History, Politics, Economy and Startups in Senegal.

Senegal is a country in one boat.

Senegal received its name from the Senegal river which literally means ‘our canoe’. Senegal is leaving for its name being a rare African country without a long standing tradition of violence and coupe d’etat.

Leopold Sedar Senghor — a poet and the first (Socialist) President of Senegal — had stayed in power from 1960, when the country received its independence from France, until 1980, when he selected his successor — Abdou Diou — from the rival (Liberal) political party. Diou kept his position for 19 years, until 1999, when Abdoulaye Wade won the elections recognized by international observers as free and fair. Macky Sall changed Wade on his post in 2012.

There are more than 70 political parties in Senegal, however, its unicameral, 150-members National Assembly is dominated by one political coalition — United in Hope with 199 seats — led by pro-democratic Alliance pour la republique.

Senegalese economy is largely based on mining (predominantly on phosphates and oil) and agricultural industries with fishing (salmon, oysters) becoming more and more important source of exports revenues. On top of that, Senegal’s political and social stability is gratified by increasing number of foreign tourists visiting the country every year. Currently, one of the issues for Senegal fishing industry is illegal fishing in its territorial 14-miles wide coastal waters.
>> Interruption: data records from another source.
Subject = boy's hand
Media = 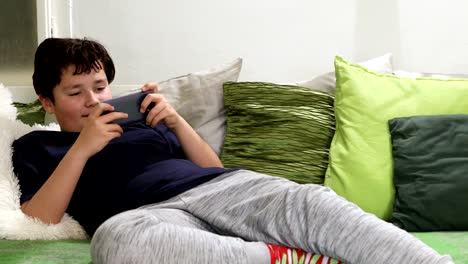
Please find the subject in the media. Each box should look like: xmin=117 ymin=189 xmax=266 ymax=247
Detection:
xmin=140 ymin=83 xmax=182 ymax=130
xmin=74 ymin=103 xmax=128 ymax=158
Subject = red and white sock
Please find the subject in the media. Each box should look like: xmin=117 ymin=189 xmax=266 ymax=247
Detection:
xmin=267 ymin=244 xmax=342 ymax=264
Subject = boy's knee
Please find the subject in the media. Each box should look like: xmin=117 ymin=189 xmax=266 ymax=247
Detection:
xmin=91 ymin=210 xmax=165 ymax=263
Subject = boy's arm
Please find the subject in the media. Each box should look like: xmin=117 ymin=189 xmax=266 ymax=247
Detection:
xmin=140 ymin=83 xmax=223 ymax=167
xmin=21 ymin=147 xmax=88 ymax=224
xmin=172 ymin=116 xmax=223 ymax=167
xmin=21 ymin=104 xmax=128 ymax=224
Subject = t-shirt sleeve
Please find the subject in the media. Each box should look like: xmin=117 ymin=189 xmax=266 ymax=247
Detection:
xmin=12 ymin=137 xmax=44 ymax=204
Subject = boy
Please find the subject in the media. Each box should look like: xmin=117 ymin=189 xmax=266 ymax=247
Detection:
xmin=13 ymin=39 xmax=452 ymax=264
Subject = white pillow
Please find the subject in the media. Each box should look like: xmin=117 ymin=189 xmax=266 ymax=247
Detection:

Senegalese people are gaining politically and economically by not rocking their country’s ship.

At the start of 2010th local government had decided to convert Senegal into the most innovative francophone state on the African continent and heavily invested into renewal of country’s outdated telecommunication infrastructure. As a result, the local yearly rate of Internet expansion exceeds 10%. However, at present, Internet access is still limited to only 30% of 16 million population and mobile networks prevail.

Senegal has maintained traditionally strong links to EU (France in particular) and many young Senegalese had lived and studied there. That, together with big overseas expatriates community, provide good technical and managerial expertize as well as some seed money to local startups. Senegal economy expands with moderate rate of 5–6% yearly.

On the other hand, Senegal has serious limitations to its innovative strive. Local economy is predominantly agriculture based and population is largely poor (primary outside of large cities) and Senegalese budget is still stabilized by international donors. Unemployment rate, specifically among young Senegalese, is skyrocketing. Level of bureaucracy is excessive and SME taxation is overbearing. However, local startups ecosystem, although limited to Dakar, is gradually expanding and Senegal has already attracted attention of big players in VC world.

Business Notes for Startups Founders:

  • political climate: friendly;
  • economic climate: not friendly;
  • regions to focus: East Sub-Saharan Africa;
  • industries to focus: mobile apps, e-commerce, social networks, FinTech;
  • major limitations: agriculture based economy, poor population (per-capita is less than $1000), very high unemployment rate (over 20%), brains drainage;
  • stimulus: educated workforce, large overseas community, quickly growing Internet and mobile networks;
  • opportunities: to built a mobile e-business orientated not only on local but also on West African users.